Source
Sources are the websites from which you extract data into a single database. They define where your data comes from while the database itself maintains consistency with a unified schema, prompt, and extraction schedule across all sources.
Types of Sources
- Website URLs: Direct links to web pages containing your target data
- Google Search results: Dynamic listings generated from Google search queries
- Reddit communities: Content from subreddits
- LinkedIn pages: User and company information, posts and updates
- RSS feeds: Regularly updated content streams
Adding Sources to a Database
To include data from multiple websites in the same database, you must add them as sources. A database can have one or multiple sources, allowing you to collect data from different websites while maintaining a unified structure.

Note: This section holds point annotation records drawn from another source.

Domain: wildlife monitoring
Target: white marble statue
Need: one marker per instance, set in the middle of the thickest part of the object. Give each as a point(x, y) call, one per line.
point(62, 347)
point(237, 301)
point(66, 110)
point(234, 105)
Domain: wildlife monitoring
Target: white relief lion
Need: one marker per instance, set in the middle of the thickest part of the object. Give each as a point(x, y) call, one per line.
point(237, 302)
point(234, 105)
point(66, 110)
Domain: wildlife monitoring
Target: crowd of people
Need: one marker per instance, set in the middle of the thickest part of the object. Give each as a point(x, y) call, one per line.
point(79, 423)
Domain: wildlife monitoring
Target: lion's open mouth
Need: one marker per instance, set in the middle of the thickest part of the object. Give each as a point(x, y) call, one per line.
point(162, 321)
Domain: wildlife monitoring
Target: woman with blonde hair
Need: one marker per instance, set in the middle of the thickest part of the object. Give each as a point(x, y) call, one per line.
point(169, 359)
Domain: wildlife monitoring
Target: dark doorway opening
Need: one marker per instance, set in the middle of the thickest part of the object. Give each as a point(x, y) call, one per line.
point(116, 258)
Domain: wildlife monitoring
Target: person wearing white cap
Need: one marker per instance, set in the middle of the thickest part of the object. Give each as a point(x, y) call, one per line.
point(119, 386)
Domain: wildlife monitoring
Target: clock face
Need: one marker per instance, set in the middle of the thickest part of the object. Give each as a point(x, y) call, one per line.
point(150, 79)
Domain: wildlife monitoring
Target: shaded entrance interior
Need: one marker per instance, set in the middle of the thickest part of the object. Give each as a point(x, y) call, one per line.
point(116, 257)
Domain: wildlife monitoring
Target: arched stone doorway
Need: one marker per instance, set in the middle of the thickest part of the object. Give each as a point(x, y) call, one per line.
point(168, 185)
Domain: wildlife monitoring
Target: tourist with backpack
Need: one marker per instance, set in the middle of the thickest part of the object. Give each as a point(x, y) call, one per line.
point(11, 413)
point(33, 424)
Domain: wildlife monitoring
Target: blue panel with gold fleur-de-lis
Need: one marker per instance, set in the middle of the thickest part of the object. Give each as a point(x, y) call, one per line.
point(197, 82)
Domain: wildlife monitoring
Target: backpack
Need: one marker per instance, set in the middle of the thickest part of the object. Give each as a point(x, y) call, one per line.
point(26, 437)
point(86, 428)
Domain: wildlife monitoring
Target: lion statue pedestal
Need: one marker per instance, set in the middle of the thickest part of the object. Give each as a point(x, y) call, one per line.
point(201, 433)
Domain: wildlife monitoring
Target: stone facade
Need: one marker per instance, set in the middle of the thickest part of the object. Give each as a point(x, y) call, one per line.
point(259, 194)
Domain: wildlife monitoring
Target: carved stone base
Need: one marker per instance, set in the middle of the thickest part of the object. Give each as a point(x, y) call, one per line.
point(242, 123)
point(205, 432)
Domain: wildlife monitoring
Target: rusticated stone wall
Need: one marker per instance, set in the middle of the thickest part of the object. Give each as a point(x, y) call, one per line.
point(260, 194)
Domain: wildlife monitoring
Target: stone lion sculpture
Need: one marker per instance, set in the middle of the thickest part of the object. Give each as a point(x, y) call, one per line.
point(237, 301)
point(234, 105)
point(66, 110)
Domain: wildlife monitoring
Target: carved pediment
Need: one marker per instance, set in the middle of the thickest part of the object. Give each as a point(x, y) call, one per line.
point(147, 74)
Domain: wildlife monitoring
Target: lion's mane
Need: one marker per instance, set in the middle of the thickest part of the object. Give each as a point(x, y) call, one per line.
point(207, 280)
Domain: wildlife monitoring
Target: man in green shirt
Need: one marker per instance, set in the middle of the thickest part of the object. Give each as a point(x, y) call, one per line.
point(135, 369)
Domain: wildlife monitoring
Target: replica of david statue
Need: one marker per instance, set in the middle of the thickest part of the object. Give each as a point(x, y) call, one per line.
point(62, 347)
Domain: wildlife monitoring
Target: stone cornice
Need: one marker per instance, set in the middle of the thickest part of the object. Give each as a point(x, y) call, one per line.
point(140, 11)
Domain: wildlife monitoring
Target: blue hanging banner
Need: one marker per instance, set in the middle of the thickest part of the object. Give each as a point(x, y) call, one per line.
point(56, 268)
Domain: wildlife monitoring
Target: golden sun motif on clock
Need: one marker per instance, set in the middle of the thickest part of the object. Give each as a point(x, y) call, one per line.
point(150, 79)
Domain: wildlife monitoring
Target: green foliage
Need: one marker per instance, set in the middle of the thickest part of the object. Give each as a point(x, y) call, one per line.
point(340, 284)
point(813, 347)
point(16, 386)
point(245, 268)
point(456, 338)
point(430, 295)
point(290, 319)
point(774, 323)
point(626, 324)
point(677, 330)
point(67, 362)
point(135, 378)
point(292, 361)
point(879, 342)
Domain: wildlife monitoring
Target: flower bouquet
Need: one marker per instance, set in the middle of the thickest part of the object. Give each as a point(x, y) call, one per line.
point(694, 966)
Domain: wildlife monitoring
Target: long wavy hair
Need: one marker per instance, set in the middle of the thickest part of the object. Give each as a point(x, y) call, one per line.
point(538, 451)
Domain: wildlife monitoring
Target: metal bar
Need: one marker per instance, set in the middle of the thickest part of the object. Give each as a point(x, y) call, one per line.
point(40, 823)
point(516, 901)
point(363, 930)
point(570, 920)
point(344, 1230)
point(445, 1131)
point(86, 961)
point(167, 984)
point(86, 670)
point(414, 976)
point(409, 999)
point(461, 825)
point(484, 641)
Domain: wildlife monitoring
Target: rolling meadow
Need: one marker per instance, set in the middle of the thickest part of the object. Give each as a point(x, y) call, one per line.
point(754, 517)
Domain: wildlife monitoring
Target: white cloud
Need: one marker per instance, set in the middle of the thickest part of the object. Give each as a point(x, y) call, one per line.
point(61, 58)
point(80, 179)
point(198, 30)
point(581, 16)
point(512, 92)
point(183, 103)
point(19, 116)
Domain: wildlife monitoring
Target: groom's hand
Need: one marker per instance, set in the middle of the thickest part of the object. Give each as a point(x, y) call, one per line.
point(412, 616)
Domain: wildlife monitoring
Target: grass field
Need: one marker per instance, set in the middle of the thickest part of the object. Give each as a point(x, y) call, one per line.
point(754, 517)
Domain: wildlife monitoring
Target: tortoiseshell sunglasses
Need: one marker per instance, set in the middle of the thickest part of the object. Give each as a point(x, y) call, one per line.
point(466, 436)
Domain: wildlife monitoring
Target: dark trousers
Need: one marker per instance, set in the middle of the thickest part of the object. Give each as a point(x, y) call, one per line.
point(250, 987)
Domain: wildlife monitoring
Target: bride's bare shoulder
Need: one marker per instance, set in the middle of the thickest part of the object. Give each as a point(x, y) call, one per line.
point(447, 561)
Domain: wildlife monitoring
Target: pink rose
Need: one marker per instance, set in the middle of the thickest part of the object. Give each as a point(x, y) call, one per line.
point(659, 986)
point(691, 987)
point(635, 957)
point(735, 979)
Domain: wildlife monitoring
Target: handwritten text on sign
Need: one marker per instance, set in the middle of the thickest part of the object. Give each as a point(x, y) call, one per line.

Why Are Sources Important?
By defining sources strategically, you can extract comprehensive, structured, and up-to-date data across multiple websites into a single, unified database.
- Flexible data collection – Allows combining data from multiple sites in a structured way.
- Scalability – Add or remove sources as needed without affecting the database structure.
- Automated updates – Sources are reprocessed based on your extraction schedule.
Example Use Cases and Their Sources
Use case | Example sources |
---|---|
Market research | Home pages of competitors and their LinkedIn pages |
E-commerce product tracking | Product pages from different online stores |
Job listings | Company career pages and job boards |
News and regulation aggregation | Articles from various news sites and regulation boards |